Now here is my dilemma. I have no clue what is in the bottles of my Seachem stuff and have no clue how to match the concentrations in them. 

I have a 2 Gallon Betta Bowl at the office, a 10 gallon tank at home and a 27 gallon tank at home. I have an adjusted Daily Dosage Schedule that I follow - even using insulin syringes with the needles chopped off the end to measure the doses for the 2 Gallon Betta Bowl. 

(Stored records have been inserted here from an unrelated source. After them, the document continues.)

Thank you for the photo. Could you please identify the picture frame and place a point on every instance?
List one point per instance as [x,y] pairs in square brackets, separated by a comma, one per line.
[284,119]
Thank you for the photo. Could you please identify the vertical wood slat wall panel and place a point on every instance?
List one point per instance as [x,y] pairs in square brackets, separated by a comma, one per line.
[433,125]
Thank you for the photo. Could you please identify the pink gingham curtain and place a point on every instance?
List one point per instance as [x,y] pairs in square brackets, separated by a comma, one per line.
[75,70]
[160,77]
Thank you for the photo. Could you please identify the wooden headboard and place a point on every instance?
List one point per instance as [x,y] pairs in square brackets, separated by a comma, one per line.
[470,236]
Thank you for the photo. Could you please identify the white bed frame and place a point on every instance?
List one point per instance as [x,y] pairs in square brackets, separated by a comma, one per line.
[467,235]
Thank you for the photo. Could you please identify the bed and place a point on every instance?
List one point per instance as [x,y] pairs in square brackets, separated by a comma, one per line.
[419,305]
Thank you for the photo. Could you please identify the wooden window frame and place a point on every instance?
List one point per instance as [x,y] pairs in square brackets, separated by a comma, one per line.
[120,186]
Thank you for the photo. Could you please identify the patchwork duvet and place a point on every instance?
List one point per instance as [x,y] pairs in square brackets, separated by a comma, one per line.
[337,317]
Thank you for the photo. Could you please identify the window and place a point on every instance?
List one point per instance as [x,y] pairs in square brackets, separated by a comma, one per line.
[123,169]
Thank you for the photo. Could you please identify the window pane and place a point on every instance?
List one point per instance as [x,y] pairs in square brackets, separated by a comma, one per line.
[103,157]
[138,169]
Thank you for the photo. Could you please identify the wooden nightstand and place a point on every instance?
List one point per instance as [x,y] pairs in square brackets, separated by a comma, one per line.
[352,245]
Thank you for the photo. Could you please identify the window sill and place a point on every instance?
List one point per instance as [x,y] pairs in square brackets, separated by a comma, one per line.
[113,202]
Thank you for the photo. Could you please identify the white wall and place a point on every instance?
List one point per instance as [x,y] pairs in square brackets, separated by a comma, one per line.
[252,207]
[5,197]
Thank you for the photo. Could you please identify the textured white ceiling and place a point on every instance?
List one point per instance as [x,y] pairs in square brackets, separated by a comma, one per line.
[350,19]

I am not a chemist and I am not a math wiz. I have metal spoons that say Smidgeon, Dash and Pinch. I've got the powders. I only change 5% of my water each week (actually 10% - 1/2 gallon water change seems silly). 
Basically I follow the Daily Dosage Schedule. 

Any smart girls or guys here that are good at math and chemistry so I can make this stuff? 

Thank you for your help with this.


----------



## John N. (Dec 11, 2005)

Hmm, I came up empty searcing for a squirt bottle thing...However..

You know those bottles of Hand Soap with the dispenser pump on them? Maybe after a really good washing, those containers can be used with the pump. I'm gonna give it a try.

I picked some up from Walmart. They are about 250 ml, and pump 1.5 ml with each pump. I got the short bottles, can't beat 87 cents. But if you get the larger bottles, you can actually take the pump mechanism, and screw it onto a flourish bottle, and use that as a pump container as well. As my dispenser is the short version, the "straw" stem piece doesn't reach all the way down to the bottom of the Flourish bottle. 

-John N.


----------



## Purrbox (Jun 1, 2006)

Jimbo205 said:


> I have metal spoons that say Smidgeon, Dash and Pinch.


* Dash = 1/8 teaspoon 
* Pinch = 1/16 teaspoon 
* Smidgen = 1/32 teaspoon

I'd recommend using Chuck's Calculator to help you figure out the best proportions to mix up your solutions.


----------



## Jimbo205 (Feb 2, 2006)

Thank you. I figured out the dry dosing. I have no clue what is in my Seachem bottles or how to match the solution. For now I have very attractive, empty bottles.

Maybe dry dosing is easier anyway. 

Thoughts, feelings, opinions?


----------